Lo más preocupante, sin embargo, viene por otro lado. Durante la peregrinación experimenté lo que en otras ocasiones ya había sentido, pero esta vez fue de un modo más crudo. Roma, como siempre, es una romería , inundada de turistas, de curas, de monjas y de romanos resignados a vivir en medio de un mundo de gente.
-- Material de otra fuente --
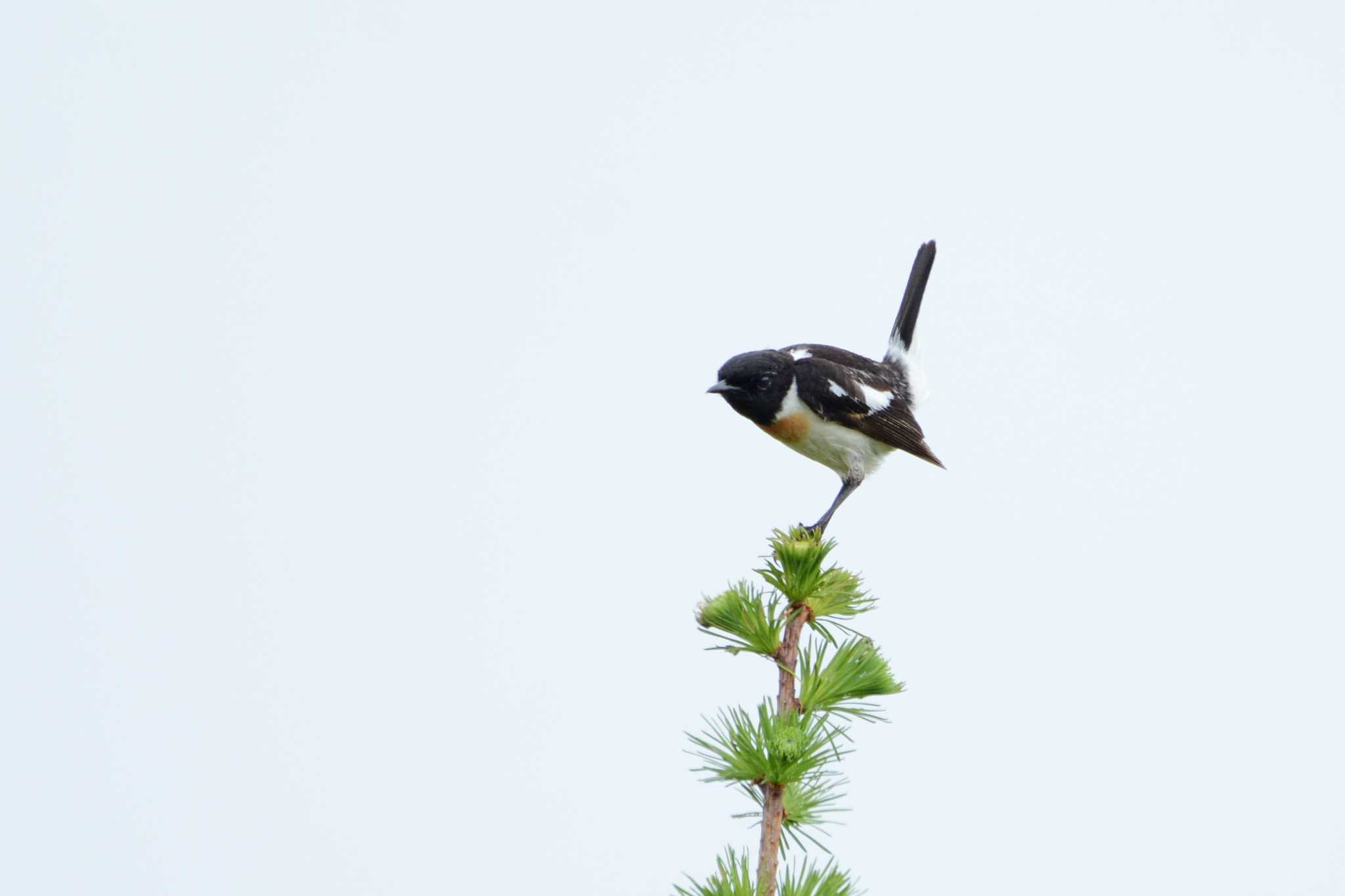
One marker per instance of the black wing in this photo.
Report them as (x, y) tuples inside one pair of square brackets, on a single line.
[(864, 395)]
Cuando la procesión integrada por un arzobispo con pluvial y mitra, monjes y frailes con sus hábitos corales, canónigos, curas y seminaristas con los suyos, y caballeros de la Orden de Malta con sus cogullas, seguidos de miles de fieles: mujeres con mantilla, varones con corbata y muchos niños, atravesaba las calles, las reacciones eran diversas: los locales, con indiferencia; los turistas, con curiosidad; los curas de clergyman, con fastidio, y las monjas posconciliares -plaga que debería ser exterminada- con desprecio y hasta odio. Creo que es allí, justamente, donde está el problema: los nuestros nos odian. Somos los perros de la Iglesia conciliar; somos para ellos detestables y pulgosos perros que se no dieron cuenta que hubo un Concilio que cambió la Iglesia para siempre y que ya no tienen ningún sentido esas rememoraciones textiles del pasado. 
El problema es que esto no queda en un mero sentimiento de la clerecía y la monjería contemporáneas. Hay algo más detrás. Hace pocas semanas, el diario italiano La Stampa sacó un largo artículo dedicado a la “galaxia anti-Francisco”, en el que identificaba y, al hacerlo, daba entidad a lo que ellos denominan los “enemigos del Papa Francisco” y que son, por supuesto, los “ultraconservadores” y los “reaccionarios” de siempre, que se oponen a que la Iglesia se actualice y responda a los desafíos del mundo contemporáneo. Estos personajes, perros malditos, utilizan internet y los blogs para propagar sus peligrosas ideas. En un sentido similar se expresaba en el mismo diario algunos días más tarde Mons. Bruno Forte -el mismo que en el sínodo habló de las riquezas que aportan a la Iglesia los homosexuales-, y que suena como próximo prefecto de la Congregación para la Doctrina de la Fe o como Vicario para Roma-. 
¿Cuál es la realidad? Que somos cuatro gatos locos, algunos de los cuales tenemos cierta habilidad para hacer ruido en el mundo blogger, organizar alguna misa o peregrinación de vez en cuando, y no mucho más que eso. Pero al nombrarnos y definirnos con los peores epítetos del vocabulario progre, nos dan un cuerpo o una masa sobre a la cual golpear. En pocas palabras, crean al enemigo que necesitan.
Esto me recuerda el caso de Nerón. Cuando, según se dice, culpó a los cristianos del incendio de Roma, acusándolos de los peores crímenes y perversiones, lo que hizo simplemente fue crear un enemigo sobre el cual pudieran desgañitarse los romanos y saciar sus iras por la catástrofe sufrida. ¿Pero cuántos y cuán peligrosos eran los cristianos en la época de Nerón? Algunos pocos miles, que no hacían mucho ruido, pero que se negaban sistemáticamente a aceptar el canon religioso y políticamente correcto establecido de quemar algunos granitos de incienso en los turíbulos paganos. 
Lo que temo, y que en realidad debiera ilusionarnos, es que el enemigo esté usando la misma táctica: delineando el enemigo para tenerlo a tiro, tanto ellos como sus cómplices conscientes o inconscientes, para cuando llegue el momento, que quizás no esté tan lejos.